Authorities probe death of 23-year-old woman in Miami-Dade jail
Miami-Dade police detectives have launched an investigation after a 23-year-old woman died early Thursday after suffering an apparent seizure while in jail.
The woman, Nairobis Alvarez Cruz, was supposed to appear Thursday in Miami-Dade court for her arraignment on robbery charges. Cruz was housed at the Pretrial Detention Center across from the courthouse.
According to her lawyer, a fellow inmate called her relatives to inform them of her death.

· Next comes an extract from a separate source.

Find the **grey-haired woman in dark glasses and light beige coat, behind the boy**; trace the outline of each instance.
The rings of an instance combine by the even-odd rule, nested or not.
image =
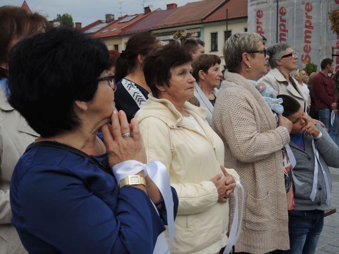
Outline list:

“The inmate had told them that she was screaming, that she couldn’t breathe and that they ignored her for two to three hours,” said lawyer Sabino Jauregui. “I want to find out who that inmate is.”
But a spokeswoman for the Miami-Dade corrections department said “officers responded appropriately and timely to a medical emergency to include emergency room transportation.”
An autopsy is pending. Miami-Dade police’s homicide unit is investigating, which is normal in all jail deaths.
According to incident reports obtained by the Miami Herald, officers reported that at 10:50 p.m. Wednesday, they heard “loud noise” coming from her cell and saw her “having what appeared to be a seizure.”
The reports said she was immediately transported to a jail clinic, where a nurse called 911 at 11:12 p.m. According to the reports, Miami Fire-Rescue paramedics arrived five minutes later, helping perform CPR on the woman.
At 11:45 p.m., Cruz was rushed to Jackson Memorial Hospital’s emergency room. A doctor pronounced her dead at 12:19 a.m., according to the corrections reports.
Cruz, a mother of an 8-year-old son, had been arrested for her alleged role in a Hialeah robbery in March. Police said she posed as a prostitute, luring a man to an Okeechobee Road motel so that two cohorts could rob him.
Authorities have long scrutinized medical care in county jails.
In 2011, the U.S. Department of Justice concluded a three-year probe, saying the nation’s eighth-largest jail system engaged in a “pattern and practice of constitutional violation” of the rights of inmates housed in deplorable living conditions under abusive, inadequate or limited care.
In April 2013, Miami-Dade County and Jackson Health System — which manages inmate care within the jails — agreed to a long and expensive list of improvements for treating inmates, particularly those who are mentally ill or suicidal.
That same year, a homeless schizophrenic man named Joaquin Cairo, who was housed on the ninth floor psychiatric ward, died after he was injured during an altercation with another inmate. The Miami-Dade State Attorney’s Office is still investigating whether he received proper treatment for his injuries.
Earlier this year, the psychiatric ward was shuttered and patients moved to a retrofitted wing at the Turner Guilford Knight Correctional Center.